Гоголь без педикюра

Гоголь -- главный автор Валерия Фокина. За сорок с лишним лет режиссерских трудов он сделал по его пьесам и прозе два десятка спектаклей. Естественным образом дошло дело до самого Николайвасильича -- в Александринском театре сегодня и завтра премьера «Ваш Гоголь»: Фокин сочинил и поставил сценическую композицию, исследующую этот художественный и человеческий феномен.
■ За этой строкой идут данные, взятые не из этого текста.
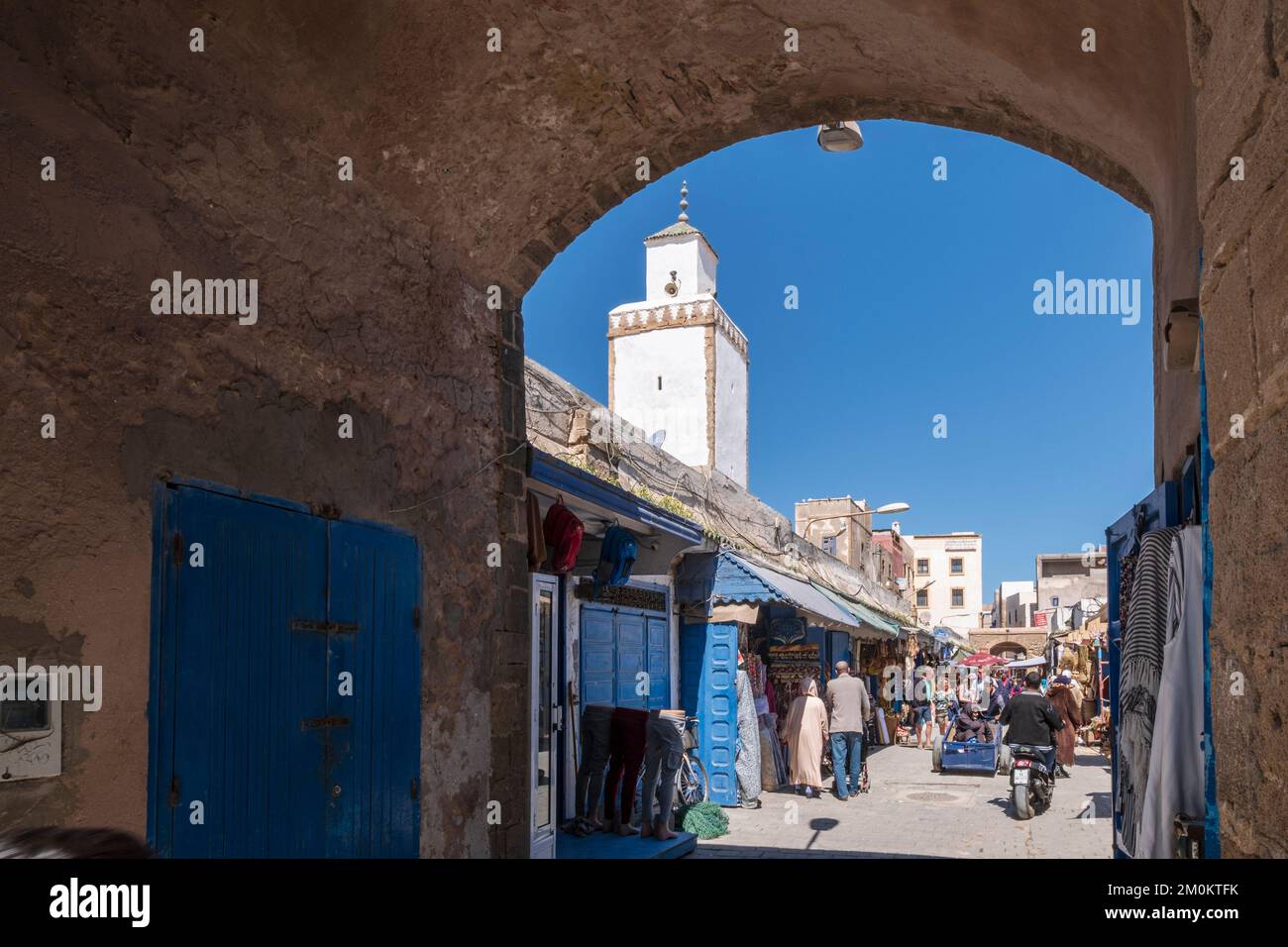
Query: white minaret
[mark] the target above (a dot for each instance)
(677, 363)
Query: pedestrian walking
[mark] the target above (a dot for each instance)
(848, 705)
(805, 732)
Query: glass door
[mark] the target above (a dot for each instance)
(545, 712)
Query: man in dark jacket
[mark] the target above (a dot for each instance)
(1031, 720)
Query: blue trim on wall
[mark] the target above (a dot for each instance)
(580, 483)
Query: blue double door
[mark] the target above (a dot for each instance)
(284, 707)
(625, 659)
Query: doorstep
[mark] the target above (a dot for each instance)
(610, 845)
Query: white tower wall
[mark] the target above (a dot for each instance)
(730, 410)
(692, 261)
(678, 357)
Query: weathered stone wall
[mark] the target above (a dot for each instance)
(1239, 60)
(476, 169)
(224, 163)
(1031, 642)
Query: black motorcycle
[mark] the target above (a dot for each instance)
(1031, 783)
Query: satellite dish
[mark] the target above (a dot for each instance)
(840, 136)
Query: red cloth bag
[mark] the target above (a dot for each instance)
(563, 534)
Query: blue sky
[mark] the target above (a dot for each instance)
(915, 299)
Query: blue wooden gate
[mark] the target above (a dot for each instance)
(708, 669)
(616, 647)
(284, 706)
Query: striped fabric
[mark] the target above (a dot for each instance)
(1141, 671)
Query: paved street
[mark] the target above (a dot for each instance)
(912, 810)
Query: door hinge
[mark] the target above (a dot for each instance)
(327, 628)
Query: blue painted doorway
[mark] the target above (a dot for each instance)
(284, 706)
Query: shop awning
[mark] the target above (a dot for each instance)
(660, 534)
(721, 579)
(874, 624)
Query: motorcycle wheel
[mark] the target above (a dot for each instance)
(1020, 797)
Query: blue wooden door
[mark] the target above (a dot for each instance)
(616, 648)
(373, 759)
(708, 668)
(259, 749)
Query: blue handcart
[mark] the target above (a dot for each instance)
(949, 755)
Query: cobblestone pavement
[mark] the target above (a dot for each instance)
(912, 810)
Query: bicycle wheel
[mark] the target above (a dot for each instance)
(691, 781)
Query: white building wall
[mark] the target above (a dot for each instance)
(678, 355)
(730, 411)
(692, 261)
(940, 608)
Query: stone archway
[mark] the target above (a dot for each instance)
(473, 169)
(1009, 650)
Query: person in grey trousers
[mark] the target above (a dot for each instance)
(596, 720)
(662, 757)
(848, 705)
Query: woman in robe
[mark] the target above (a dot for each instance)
(1061, 698)
(805, 733)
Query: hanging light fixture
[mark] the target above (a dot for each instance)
(840, 136)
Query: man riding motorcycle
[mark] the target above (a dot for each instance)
(1030, 720)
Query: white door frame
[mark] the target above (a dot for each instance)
(544, 699)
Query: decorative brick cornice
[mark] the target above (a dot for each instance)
(702, 312)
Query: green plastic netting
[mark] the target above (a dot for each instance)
(704, 819)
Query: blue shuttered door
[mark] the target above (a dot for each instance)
(597, 656)
(631, 660)
(616, 647)
(246, 715)
(708, 667)
(658, 664)
(374, 759)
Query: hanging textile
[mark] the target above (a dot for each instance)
(1176, 767)
(747, 758)
(1140, 676)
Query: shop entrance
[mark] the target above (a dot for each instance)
(546, 714)
(625, 657)
(284, 682)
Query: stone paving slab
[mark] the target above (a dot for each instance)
(905, 815)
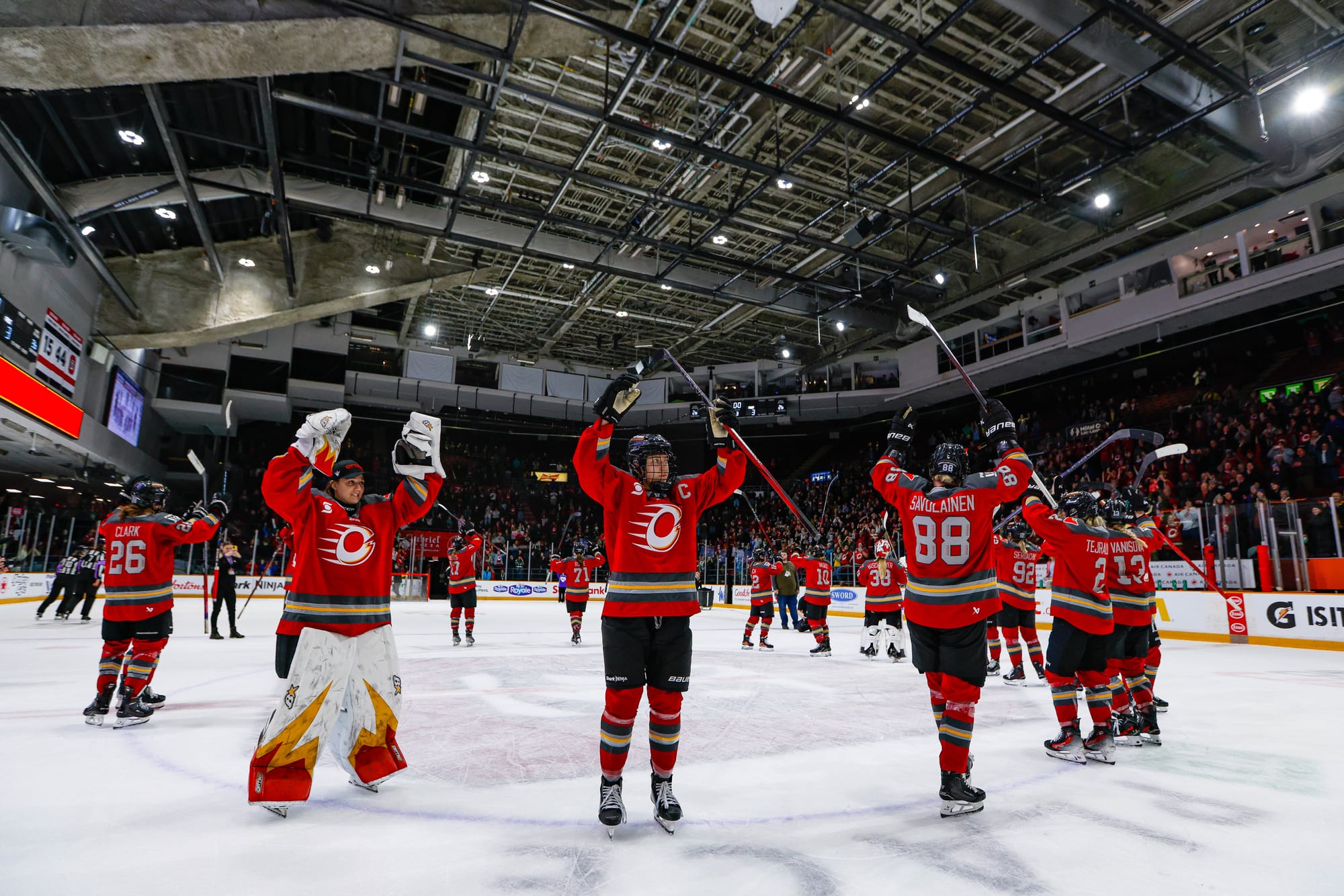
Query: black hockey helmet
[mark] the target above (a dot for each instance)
(638, 453)
(146, 492)
(948, 460)
(1081, 506)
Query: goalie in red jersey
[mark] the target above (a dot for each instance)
(335, 639)
(650, 517)
(882, 580)
(952, 588)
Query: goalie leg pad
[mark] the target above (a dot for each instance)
(365, 740)
(282, 770)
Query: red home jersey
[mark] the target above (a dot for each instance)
(816, 580)
(462, 566)
(763, 584)
(882, 590)
(138, 574)
(1079, 589)
(343, 562)
(1128, 577)
(651, 542)
(579, 574)
(951, 566)
(1017, 570)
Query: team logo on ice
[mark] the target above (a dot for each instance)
(662, 525)
(350, 545)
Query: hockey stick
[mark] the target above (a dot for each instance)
(924, 322)
(663, 359)
(1119, 436)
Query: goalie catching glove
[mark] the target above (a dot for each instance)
(721, 420)
(416, 453)
(619, 398)
(321, 436)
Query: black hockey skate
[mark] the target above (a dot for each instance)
(131, 713)
(97, 711)
(1068, 745)
(1100, 745)
(1152, 735)
(611, 811)
(667, 811)
(1126, 727)
(959, 796)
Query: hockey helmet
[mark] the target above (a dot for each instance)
(1081, 506)
(948, 460)
(638, 453)
(146, 492)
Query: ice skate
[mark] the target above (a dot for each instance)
(132, 713)
(611, 809)
(97, 711)
(1126, 729)
(959, 796)
(1068, 745)
(1100, 745)
(667, 811)
(1148, 729)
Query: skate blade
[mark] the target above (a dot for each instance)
(954, 808)
(131, 721)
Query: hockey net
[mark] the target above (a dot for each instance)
(411, 586)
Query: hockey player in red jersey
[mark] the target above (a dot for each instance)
(815, 577)
(1130, 580)
(764, 569)
(650, 521)
(1080, 605)
(1015, 562)
(463, 561)
(138, 588)
(882, 580)
(335, 639)
(952, 588)
(579, 574)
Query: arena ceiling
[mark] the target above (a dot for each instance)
(575, 179)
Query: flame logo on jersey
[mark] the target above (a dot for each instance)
(662, 527)
(351, 543)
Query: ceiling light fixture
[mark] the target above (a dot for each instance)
(1310, 100)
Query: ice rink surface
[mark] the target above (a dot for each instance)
(798, 774)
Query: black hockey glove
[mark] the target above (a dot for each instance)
(998, 427)
(721, 420)
(618, 400)
(901, 435)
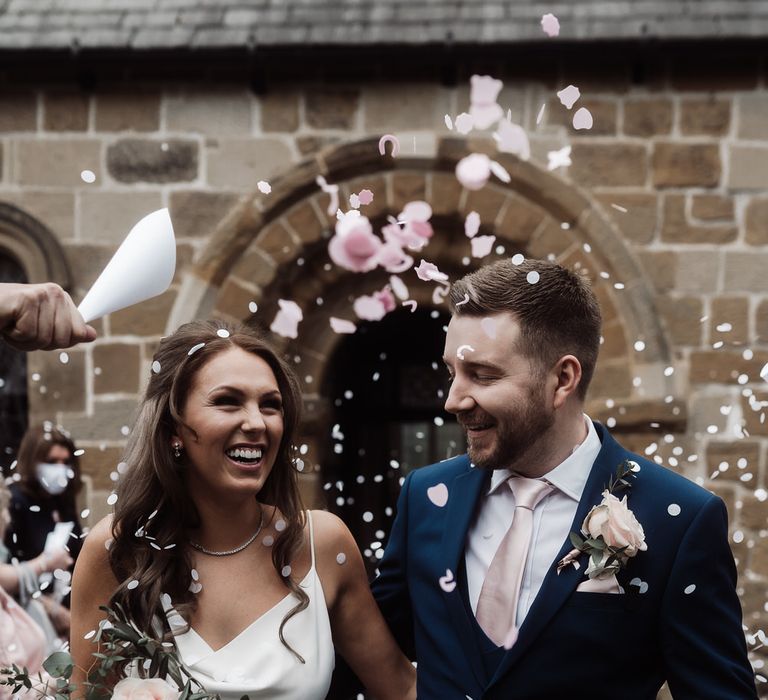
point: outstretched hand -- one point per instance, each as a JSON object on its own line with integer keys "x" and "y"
{"x": 40, "y": 317}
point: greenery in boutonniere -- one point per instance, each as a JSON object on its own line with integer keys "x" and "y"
{"x": 120, "y": 644}
{"x": 610, "y": 534}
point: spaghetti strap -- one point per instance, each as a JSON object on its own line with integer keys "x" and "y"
{"x": 311, "y": 537}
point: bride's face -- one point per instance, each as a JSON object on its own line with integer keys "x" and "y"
{"x": 234, "y": 414}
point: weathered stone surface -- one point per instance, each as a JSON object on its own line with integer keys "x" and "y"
{"x": 280, "y": 111}
{"x": 116, "y": 368}
{"x": 639, "y": 222}
{"x": 733, "y": 312}
{"x": 756, "y": 221}
{"x": 149, "y": 318}
{"x": 675, "y": 227}
{"x": 18, "y": 111}
{"x": 749, "y": 167}
{"x": 331, "y": 108}
{"x": 686, "y": 164}
{"x": 238, "y": 164}
{"x": 142, "y": 160}
{"x": 709, "y": 116}
{"x": 56, "y": 162}
{"x": 64, "y": 111}
{"x": 745, "y": 272}
{"x": 197, "y": 213}
{"x": 217, "y": 112}
{"x": 127, "y": 111}
{"x": 609, "y": 165}
{"x": 651, "y": 117}
{"x": 107, "y": 217}
{"x": 682, "y": 318}
{"x": 712, "y": 207}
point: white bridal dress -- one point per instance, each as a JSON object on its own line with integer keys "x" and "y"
{"x": 256, "y": 663}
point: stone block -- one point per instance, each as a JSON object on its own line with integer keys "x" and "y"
{"x": 705, "y": 117}
{"x": 749, "y": 167}
{"x": 682, "y": 318}
{"x": 520, "y": 219}
{"x": 238, "y": 164}
{"x": 685, "y": 164}
{"x": 149, "y": 318}
{"x": 215, "y": 112}
{"x": 116, "y": 368}
{"x": 64, "y": 111}
{"x": 753, "y": 117}
{"x": 756, "y": 221}
{"x": 197, "y": 213}
{"x": 390, "y": 108}
{"x": 143, "y": 160}
{"x": 18, "y": 111}
{"x": 731, "y": 316}
{"x": 280, "y": 111}
{"x": 609, "y": 164}
{"x": 127, "y": 111}
{"x": 60, "y": 387}
{"x": 331, "y": 108}
{"x": 56, "y": 162}
{"x": 107, "y": 217}
{"x": 638, "y": 224}
{"x": 733, "y": 459}
{"x": 644, "y": 118}
{"x": 712, "y": 207}
{"x": 675, "y": 227}
{"x": 745, "y": 272}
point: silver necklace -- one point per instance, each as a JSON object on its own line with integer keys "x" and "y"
{"x": 228, "y": 552}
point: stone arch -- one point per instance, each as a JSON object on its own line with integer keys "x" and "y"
{"x": 34, "y": 246}
{"x": 273, "y": 246}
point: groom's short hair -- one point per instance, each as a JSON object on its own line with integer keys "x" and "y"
{"x": 556, "y": 308}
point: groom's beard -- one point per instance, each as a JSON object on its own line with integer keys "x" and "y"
{"x": 513, "y": 435}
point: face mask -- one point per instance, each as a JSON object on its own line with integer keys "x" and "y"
{"x": 53, "y": 477}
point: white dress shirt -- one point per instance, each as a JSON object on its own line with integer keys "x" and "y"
{"x": 552, "y": 520}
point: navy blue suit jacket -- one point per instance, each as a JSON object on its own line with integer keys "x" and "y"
{"x": 574, "y": 644}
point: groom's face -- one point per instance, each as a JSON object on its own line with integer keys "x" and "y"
{"x": 499, "y": 396}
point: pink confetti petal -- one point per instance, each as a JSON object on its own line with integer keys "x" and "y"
{"x": 569, "y": 95}
{"x": 473, "y": 171}
{"x": 550, "y": 24}
{"x": 482, "y": 246}
{"x": 472, "y": 224}
{"x": 389, "y": 138}
{"x": 582, "y": 119}
{"x": 340, "y": 325}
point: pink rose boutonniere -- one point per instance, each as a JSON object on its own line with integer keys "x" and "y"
{"x": 610, "y": 534}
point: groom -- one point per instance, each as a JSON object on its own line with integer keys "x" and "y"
{"x": 470, "y": 582}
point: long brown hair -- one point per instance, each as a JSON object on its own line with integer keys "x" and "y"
{"x": 154, "y": 511}
{"x": 34, "y": 449}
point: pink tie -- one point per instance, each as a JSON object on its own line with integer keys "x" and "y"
{"x": 497, "y": 605}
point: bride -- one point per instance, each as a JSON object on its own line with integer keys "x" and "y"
{"x": 209, "y": 537}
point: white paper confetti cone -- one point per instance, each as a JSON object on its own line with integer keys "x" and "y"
{"x": 142, "y": 268}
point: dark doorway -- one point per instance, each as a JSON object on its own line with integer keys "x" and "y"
{"x": 13, "y": 381}
{"x": 387, "y": 384}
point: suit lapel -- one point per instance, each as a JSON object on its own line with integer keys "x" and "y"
{"x": 464, "y": 492}
{"x": 556, "y": 588}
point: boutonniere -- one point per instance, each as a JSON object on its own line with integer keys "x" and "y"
{"x": 610, "y": 534}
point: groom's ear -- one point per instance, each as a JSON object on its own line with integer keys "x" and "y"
{"x": 567, "y": 370}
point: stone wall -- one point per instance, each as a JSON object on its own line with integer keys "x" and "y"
{"x": 675, "y": 176}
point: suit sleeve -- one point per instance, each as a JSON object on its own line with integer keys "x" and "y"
{"x": 702, "y": 639}
{"x": 390, "y": 588}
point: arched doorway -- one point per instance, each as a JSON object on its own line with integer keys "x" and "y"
{"x": 387, "y": 386}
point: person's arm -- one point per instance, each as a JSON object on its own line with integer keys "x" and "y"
{"x": 92, "y": 585}
{"x": 40, "y": 317}
{"x": 359, "y": 632}
{"x": 702, "y": 639}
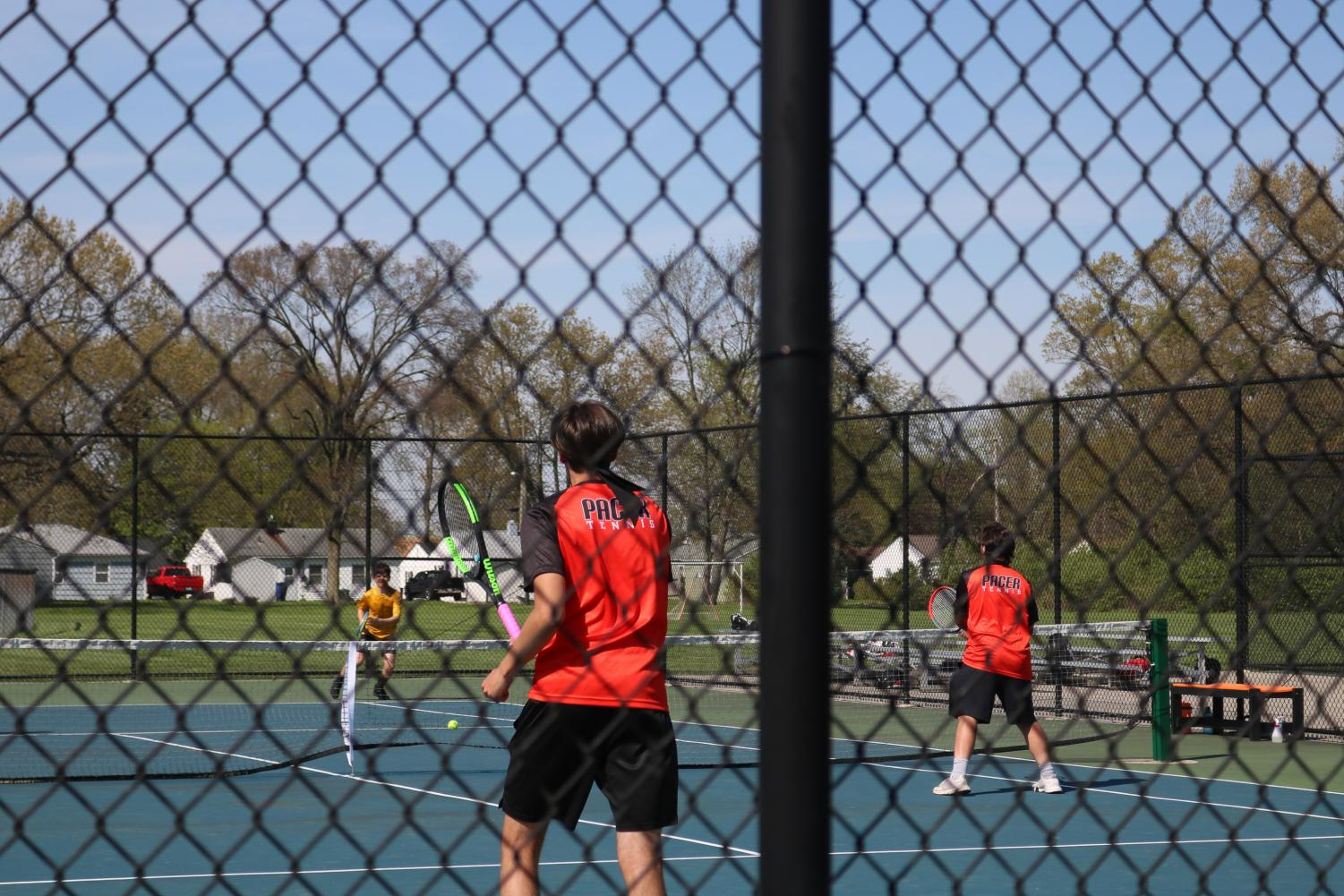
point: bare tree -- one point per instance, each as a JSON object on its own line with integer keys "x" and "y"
{"x": 356, "y": 327}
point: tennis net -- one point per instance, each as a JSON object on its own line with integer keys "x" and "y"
{"x": 142, "y": 710}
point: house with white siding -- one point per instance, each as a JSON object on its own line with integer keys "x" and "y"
{"x": 891, "y": 559}
{"x": 265, "y": 565}
{"x": 70, "y": 563}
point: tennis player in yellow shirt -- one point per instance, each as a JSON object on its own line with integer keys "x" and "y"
{"x": 380, "y": 611}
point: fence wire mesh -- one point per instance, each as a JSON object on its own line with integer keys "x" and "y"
{"x": 273, "y": 271}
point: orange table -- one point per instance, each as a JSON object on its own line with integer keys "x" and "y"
{"x": 1255, "y": 694}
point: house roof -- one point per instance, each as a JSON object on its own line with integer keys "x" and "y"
{"x": 238, "y": 543}
{"x": 70, "y": 542}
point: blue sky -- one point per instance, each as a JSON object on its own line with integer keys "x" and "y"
{"x": 638, "y": 131}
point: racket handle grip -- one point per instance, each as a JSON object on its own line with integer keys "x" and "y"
{"x": 507, "y": 619}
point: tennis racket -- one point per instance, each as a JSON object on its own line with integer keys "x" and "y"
{"x": 464, "y": 539}
{"x": 942, "y": 608}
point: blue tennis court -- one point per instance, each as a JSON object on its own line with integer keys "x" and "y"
{"x": 425, "y": 818}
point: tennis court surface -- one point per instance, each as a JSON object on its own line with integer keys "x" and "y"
{"x": 226, "y": 766}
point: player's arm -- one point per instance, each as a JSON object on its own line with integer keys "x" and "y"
{"x": 549, "y": 597}
{"x": 397, "y": 610}
{"x": 544, "y": 567}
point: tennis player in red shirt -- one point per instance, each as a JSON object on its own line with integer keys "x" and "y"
{"x": 995, "y": 613}
{"x": 597, "y": 559}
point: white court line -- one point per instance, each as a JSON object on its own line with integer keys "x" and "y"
{"x": 1064, "y": 764}
{"x": 436, "y": 793}
{"x": 148, "y": 879}
{"x": 1116, "y": 793}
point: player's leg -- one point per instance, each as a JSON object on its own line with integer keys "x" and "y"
{"x": 640, "y": 855}
{"x": 971, "y": 700}
{"x": 549, "y": 777}
{"x": 389, "y": 664}
{"x": 520, "y": 856}
{"x": 1015, "y": 695}
{"x": 638, "y": 772}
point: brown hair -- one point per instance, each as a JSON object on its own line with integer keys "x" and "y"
{"x": 997, "y": 543}
{"x": 587, "y": 434}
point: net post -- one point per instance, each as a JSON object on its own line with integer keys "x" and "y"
{"x": 1160, "y": 689}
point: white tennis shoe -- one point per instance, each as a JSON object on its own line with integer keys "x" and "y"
{"x": 1048, "y": 786}
{"x": 952, "y": 788}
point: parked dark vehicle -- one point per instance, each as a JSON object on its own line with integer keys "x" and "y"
{"x": 432, "y": 585}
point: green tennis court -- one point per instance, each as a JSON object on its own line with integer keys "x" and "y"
{"x": 226, "y": 767}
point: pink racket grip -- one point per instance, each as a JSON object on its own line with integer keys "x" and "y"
{"x": 507, "y": 619}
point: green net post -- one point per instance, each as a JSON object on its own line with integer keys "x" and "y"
{"x": 1161, "y": 691}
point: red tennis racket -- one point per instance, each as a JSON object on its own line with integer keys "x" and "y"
{"x": 942, "y": 608}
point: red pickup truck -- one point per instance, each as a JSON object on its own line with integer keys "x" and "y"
{"x": 174, "y": 582}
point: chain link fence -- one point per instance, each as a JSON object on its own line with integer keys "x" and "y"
{"x": 270, "y": 273}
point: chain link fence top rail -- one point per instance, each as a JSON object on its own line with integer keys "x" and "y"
{"x": 271, "y": 271}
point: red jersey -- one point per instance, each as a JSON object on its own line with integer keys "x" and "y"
{"x": 997, "y": 611}
{"x": 608, "y": 649}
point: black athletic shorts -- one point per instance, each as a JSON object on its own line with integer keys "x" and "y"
{"x": 973, "y": 691}
{"x": 560, "y": 751}
{"x": 369, "y": 645}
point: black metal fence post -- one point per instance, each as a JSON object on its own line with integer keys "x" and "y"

Впрочем, слово «сценическая» не совсем годится, поскольку сцены нет.
Чердак
Спектакль играют на чердаке Александринки. Значительную часть зальчика занимает длинный черный стол. Вдоль него в два ряда лавки, торцом стол уперт в проем в стене. Проем закрыт занавеской, за которой открывается уходящее в бесконечность прямоугольное светлое пространство. На столе скорчившись лежит человек в исподнем -- и мы, рассевшись, оказываемся как бы в анатомическом театре. Босые ступни во всех подробностях, бритая голова, немолодое и некрасивое, но выразительное носатое лицо -- буквально в нескольких сантиметрах от наших глаз. Его бьет озноб, лоб покрывается потом, являются две страшноватые карлицы в белых халатах и меховых шапках, укутывают больного платками, тряпками, сверху шубой… Весь спектакль по­строен на такой игре фактур: живые пиявки в здоровенной банке для умирающего Гоголя, дряблые морщинистые шеи, выглядывающие под носатыми черными венецианскими масками, бутафорская, подчеркнуто фальшивая в своей правдоподобности снедь, куча кошмарных бумажных букетов, которую наваливают на труп. Физиологически переживаемая тобой достоверность (руку протяни -- потрогаешь) соединяется с игривой, почти буффонной условностью: в том самом светлом пространстве возникает то лубочная Малороссия с кукольными кузнечиком и стрекозой (крыльями машет!), то сияющая перспектива Петербурга (дома в половину нормального человеческого роста), то сладостная Италия с гондолами -- оттуда на Гоголя бросятся черноносые карлы: праздник превращается в кошмар. Завораживающая фантастика сна, которая, как известно, для нас реальней любой яви. В этом спектакль конгениален прозе Гоголя.
Поминай как звали
Гоголей два: Игорь Волков, ему немного за 50, и Александр Поламишев, которому едва за 20. Соответственно, юный, цветущий, поет по-украински, с хлестаковским захлебом расписывает в письмах матушке Марье Ивановне красоты столицы. И Гоголь в конце жизни, уже после «Выбранных мест из переписки с друзьями» (фрагменты которых вошли в композицию), мистик и страдалец, изнемогший под бременем собственного гения, душевной мукой доведший себя до телесной гибели. Хотя текст вполне присвоен, оба актера не играют героя буквально: мол, здрасьте, я Н.В. Гоголь. Например, Поламишев запросто берет микрофон и пародирует рекламу петербургского ресторана, названного фамилией писателя. И вообще иронии по поводу замшелых штампов школьной программы и недавнего удушающего государственного юбилея достаточно: то гример у нас на глазах будет надевать на обоих актеров парики и клеить усы, как на хрестоматийном портрете Моллера, то над телом Гоголя воздвигнется гигантское приукрашенное и героизированное лицо Пушкина с помпезного советского памятника.
В финале Фокин декларирует принципиальную незавершенность своего исследования -- ввиду неисчерпаемости его предмета, невозможности постичь его до конца. Гоголь (старший), выбравшись из-под вороха похоронных искусственных цветов, открывает ставни -- окна этого помещения прорублены аккурат позади квадриги на фронтоне Александринки, потом створки одного из окон, вдыхает ворвавшийся холодный воздух и выходит вон. Поминай как звали.